L’humain d’un côté et les oiseaux de l’autre sont seuls à partager la bipédie, mais celle des volatiles repose sur un mécanisme bien particulier, la tenségrité, qui pourrait trouver des applications en robotique.


 

La différence fondamentale entre humain et oiseau est que le bipédisme du premier implique de se tenir droit, alors que celui du second repose visiblement sur la flexion des membres inférieurs. Cette flexion, que l’humain ne peut tenir qu’un court moment et au prix d’un certain effort, n’empêche pas les dix mille espèces d’oiseaux recensées dans le monde de dormir debout, rappelle l’étude publiée dans la revue Interface de la Royal Society britannique.

Et si on ne s’est jamais vraiment posé la question de savoir pourquoi, c’est peut-être parce que l’oiseau est un « animal à la fois très proche et très éloigné de nous, dont on s’est intéressé surtout au vol et au comportement », suppose la première autrice de l’étude, Anick Abourachid, du laboratoire Mecadev (Mécanismes Adaptatifs et Évolution) du Muséum national d’histoire naturelle de Paris.

Chez l’humain, l’équilibre dépend d’un squelette travaillant en compression. Les forces s’y propagent verticalement, par gravité, de la tête aux pieds. L’oiseau a une structure différente, avec un tronc plus horizontal, allant d’une courte queue osseuse, via une colonne vertébrale quasi rigide, jusqu’à un long cou puis la tête. Ce tronc est comme en équilibre sur des jambes, constituées de trois os assez longs, qui forment une sorte de Z avant d’arriver aux pattes. Une structure héritée de leurs ancêtres dinosaures.
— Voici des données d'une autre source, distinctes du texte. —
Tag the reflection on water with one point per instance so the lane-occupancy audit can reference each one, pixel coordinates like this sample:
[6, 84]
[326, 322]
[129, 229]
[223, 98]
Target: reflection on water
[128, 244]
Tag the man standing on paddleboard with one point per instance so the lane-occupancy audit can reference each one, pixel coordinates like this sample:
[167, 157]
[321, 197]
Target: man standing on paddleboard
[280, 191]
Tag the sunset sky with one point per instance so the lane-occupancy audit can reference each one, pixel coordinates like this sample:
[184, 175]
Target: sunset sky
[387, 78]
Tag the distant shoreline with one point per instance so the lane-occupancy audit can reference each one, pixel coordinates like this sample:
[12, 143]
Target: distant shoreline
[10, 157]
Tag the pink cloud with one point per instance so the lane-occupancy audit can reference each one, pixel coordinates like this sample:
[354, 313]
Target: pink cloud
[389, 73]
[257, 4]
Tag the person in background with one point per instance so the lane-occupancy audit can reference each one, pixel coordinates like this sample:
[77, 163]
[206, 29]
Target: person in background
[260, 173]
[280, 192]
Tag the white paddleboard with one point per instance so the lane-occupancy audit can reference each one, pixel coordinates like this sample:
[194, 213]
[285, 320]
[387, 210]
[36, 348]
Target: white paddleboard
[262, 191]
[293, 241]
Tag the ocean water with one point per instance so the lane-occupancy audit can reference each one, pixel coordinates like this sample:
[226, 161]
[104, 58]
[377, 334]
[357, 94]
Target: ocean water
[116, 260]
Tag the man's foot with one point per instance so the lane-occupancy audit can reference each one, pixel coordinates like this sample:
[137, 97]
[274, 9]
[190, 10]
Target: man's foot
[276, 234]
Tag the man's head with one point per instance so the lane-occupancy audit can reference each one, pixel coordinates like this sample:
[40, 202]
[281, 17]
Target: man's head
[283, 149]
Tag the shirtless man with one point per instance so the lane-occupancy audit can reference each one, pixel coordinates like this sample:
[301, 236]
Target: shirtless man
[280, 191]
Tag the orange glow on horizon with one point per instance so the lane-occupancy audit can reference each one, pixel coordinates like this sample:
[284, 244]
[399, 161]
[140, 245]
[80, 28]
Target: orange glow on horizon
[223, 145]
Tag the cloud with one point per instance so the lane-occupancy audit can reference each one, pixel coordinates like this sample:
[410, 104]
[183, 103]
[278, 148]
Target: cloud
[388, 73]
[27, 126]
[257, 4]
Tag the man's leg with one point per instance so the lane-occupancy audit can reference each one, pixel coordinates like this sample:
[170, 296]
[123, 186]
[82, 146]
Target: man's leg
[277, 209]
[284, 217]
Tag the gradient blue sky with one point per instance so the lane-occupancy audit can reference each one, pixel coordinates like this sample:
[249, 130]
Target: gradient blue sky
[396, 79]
L’équipe de Mecadev propose que ce système repose sur la tenségrité. Il permet à l’animal de rester « stable avec un coût énergétique minimal, c’est-à-dire sans quasiment aucun effort musculaire grâce à une tension passive », selon l’étude.
La tenségrité, mot dérivé de l’anglais alliant les notions de tension et d’intégrité, désigne la faculté d’une structure à conserver son équilibre par un jeu de tension et de compression.
Comme pour un pont suspendu dont le tablier tient par un équilibre entre câbles et piliers, à la différence d’un pont classique, qui repose sur la seule compression du tablier et de ses piles.

 

« Couche de plume »

 

Chez l’oiseau, « une fois que la structure est mise sous tension, il n’y a pas besoin d’énergie pour la faire tenir debout », dit la Pr Abourachid. Les oiseaux conservent ainsi leur équilibre avec un minimum d’effort, même sur un câble électrique ou une branche secouée par le vent. Un exploit réservé aux pratiquants humains de « slackline », s’apparentant au funambulisme, mais de préférence sans vent.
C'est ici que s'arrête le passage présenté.